Das Alpha-Band (8 bis 12 Hz) dominiert, wenn man die Augen schließt und müde ist. Bei konzentrierter mentaler Arbeit tritt das Beta-Band (14 bis 25 Hz) wesentlich stärker in den Vordergrund. Beim Übergang zwischen Wachsein und Schlaf treten häufig Theta-Wellen (4 bis 7 Hz) auf. Im Tierexperiment konnten sie besonders mit der Aktivität des Hippocampus bei der räumlichen Orientierung assoziiert werden. Der niedrigste Rhythmus ist der des Delta-Bandes (<3 Hz), der vor allem im Tiefschlaf dominiert.
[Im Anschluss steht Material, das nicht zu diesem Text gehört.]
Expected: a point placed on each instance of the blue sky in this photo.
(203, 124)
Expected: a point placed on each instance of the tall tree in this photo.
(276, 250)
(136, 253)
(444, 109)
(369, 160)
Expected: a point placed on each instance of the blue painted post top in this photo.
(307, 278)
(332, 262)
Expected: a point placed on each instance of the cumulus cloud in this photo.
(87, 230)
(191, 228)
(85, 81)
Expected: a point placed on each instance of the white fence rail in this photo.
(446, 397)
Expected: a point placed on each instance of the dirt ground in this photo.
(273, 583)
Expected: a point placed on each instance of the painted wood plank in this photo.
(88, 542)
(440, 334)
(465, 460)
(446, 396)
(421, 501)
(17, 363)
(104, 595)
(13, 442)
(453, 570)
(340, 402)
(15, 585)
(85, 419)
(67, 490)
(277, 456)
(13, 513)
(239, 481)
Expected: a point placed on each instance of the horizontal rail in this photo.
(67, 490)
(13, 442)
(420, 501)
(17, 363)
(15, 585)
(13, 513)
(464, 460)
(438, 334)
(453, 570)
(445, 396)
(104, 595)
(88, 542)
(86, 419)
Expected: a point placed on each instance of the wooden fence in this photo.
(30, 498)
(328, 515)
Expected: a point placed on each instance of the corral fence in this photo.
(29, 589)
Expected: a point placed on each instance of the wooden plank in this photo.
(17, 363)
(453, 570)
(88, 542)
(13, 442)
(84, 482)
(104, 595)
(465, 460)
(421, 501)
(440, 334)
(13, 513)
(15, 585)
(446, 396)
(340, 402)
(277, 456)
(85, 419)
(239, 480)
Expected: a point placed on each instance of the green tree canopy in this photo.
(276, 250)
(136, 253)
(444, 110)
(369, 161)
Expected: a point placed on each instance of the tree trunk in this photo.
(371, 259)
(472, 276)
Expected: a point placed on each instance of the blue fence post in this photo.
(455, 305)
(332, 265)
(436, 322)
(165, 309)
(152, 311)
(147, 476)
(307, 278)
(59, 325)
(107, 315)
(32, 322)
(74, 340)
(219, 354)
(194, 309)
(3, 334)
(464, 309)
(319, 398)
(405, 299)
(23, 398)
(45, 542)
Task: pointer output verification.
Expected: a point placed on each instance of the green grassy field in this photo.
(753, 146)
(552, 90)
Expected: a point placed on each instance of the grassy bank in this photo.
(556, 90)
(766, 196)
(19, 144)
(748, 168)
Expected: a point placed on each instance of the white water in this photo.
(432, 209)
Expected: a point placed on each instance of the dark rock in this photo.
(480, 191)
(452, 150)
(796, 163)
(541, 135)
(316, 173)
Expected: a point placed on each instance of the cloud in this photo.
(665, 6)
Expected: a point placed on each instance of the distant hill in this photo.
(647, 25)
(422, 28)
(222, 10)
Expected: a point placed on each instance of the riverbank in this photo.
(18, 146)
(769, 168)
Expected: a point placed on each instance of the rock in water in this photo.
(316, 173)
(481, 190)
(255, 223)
Das Gamma-Band (>25 Hz) könnte die Aktivierung eines Ensembles anzeigen.



Frage 9

Welche Rolle spielen die Areale 25 und 10 im ventralen Präfrontalcortex bei Entscheidungen?


Antwort zu Frage 9

Bei Entscheidungen spielen Emotionen eine wichtige Rolle. Haben wir früher gute oder schlechte Erfahrungen mit einem bestimmten Produkt gemacht, steigt bzw. sinkt der subjektive Wert, den wir mit diesem Produkt assoziieren. Die Areale 25 und 10 integrieren Faktenwissen und das emotionale Gedächtnis für Konsequenzen vom Gebrauch dieses Produktes. Daraus entsteht eine subjektive Entscheidungstendenz, dieses Produkt erneut zu kaufen oder lieber die Alternative zu wählen. Patienten mit Läsionen in dieser Region zeigen daher häufig eine Unfähigkeit, aus negativen Erlebnissen die notwendigen Schlussfolgerungen zu ziehen und fallen immer wieder auf attraktive Lockangebote herein, wiederholen somit ungünstige Entscheidungen. Sie tun dies, obwohl sie sich an vergangene Erfahrungen erinnern können.